他們伸長了手往陳氏那邊爬,「乳母,嗚啊……乳母……」
曹覓連忙抱起孩子安撫,卻完全沒有效果,只能亂中抽空對著那陳乳母說了一句,「有話好好說,哪裡就需要這般了?安兒,然兒,別哭了,陳氏,快來幫幫我。」
陳氏聽到她的吩咐,暫時收住了眼淚,對著戚安和戚然說了一句,「好了安哥兒然哥兒,王妃是個心善的主母,不會為難我的,你們別哭了。」
兩個孩子聞言,竟真的相繼停下了哭聲。
曹覓表面上鬆了口氣,一顆心卻擰得緊緊的——
恐怕這兩個被養歪了的熊孩子,一點都不比疑似患有厭食症的戚瑞好收拾啊!
不管曹覓內心怎麼想,陳氏那邊已經開始訴說委屈了,「我聽後院的管事說,我那個不成器的弟弟,因為擅作主張替夫人出氣,被夫人關了起來。
「他自小是莽撞了些,但絕沒有什麼壞心思,夫人可否看在他也是忠心為主的份上,繞過他這一回。
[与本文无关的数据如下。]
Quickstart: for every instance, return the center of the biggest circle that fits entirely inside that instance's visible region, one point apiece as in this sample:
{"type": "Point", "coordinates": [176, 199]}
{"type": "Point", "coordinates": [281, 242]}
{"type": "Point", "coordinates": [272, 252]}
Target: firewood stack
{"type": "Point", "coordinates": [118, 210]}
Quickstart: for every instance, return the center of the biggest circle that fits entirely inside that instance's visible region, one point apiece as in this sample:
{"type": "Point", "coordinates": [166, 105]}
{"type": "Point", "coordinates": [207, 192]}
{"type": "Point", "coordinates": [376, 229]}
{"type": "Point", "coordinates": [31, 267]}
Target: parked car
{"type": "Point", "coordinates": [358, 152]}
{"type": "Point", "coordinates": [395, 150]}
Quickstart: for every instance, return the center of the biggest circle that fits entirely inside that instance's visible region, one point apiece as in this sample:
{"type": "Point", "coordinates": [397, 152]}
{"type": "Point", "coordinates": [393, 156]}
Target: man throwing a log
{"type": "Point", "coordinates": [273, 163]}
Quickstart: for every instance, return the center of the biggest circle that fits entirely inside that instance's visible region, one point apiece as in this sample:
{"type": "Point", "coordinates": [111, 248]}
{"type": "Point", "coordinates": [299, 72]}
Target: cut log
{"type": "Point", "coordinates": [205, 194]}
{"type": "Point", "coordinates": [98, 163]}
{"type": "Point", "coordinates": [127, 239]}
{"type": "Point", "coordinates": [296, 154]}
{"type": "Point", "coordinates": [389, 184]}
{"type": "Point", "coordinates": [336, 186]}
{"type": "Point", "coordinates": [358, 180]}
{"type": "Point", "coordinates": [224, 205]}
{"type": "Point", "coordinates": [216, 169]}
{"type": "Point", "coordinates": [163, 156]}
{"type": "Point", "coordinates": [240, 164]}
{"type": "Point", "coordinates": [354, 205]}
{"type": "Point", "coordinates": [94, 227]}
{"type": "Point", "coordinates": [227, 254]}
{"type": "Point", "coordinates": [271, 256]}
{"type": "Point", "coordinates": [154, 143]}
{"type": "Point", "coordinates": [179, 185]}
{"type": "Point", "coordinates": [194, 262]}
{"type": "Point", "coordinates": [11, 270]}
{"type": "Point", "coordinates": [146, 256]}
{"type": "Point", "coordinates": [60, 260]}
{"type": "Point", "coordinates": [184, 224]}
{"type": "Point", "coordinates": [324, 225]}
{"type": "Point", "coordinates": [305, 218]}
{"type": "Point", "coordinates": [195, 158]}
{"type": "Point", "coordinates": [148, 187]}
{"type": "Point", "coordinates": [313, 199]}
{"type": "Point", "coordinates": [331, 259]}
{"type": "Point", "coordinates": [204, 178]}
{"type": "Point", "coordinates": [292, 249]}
」
陳氏口中的「弟弟」,自然就是早上曹覓剛剛見過的陳康。
曹覓原本還以為夏臨那一夥打的是「棄卒保車」的主意,原來他們連一兵一卒都不想損失啊。
陳康認罪將所有事情都攬在自己身上,又有陳氏帶著兩個孩子為他打點,按照原身的性格,這件事鐵定會被輕輕揭過了。
於是曹覓輕嘆了口氣,「哎,你這又是何必呢?難道是我想懲處他嗎?此事是王爺親自吩咐的,我總得對王爺有個交代。」
她嘆完,不等陳氏繼續哭訴污染她的耳朵,繼續道:「但你也無需擔心,我如今將他關押起來,也是想著等過幾天,王爺那邊或許淡忘了這件事,才好讓他再出來。我原本就打算下午去看看那張氏,安撫住她,將事情揭過。」
曹覓從來就沒想過直接對陳康動手,沒了這個卒,她怎麼知道夏臨想保的究竟是哪個「車」?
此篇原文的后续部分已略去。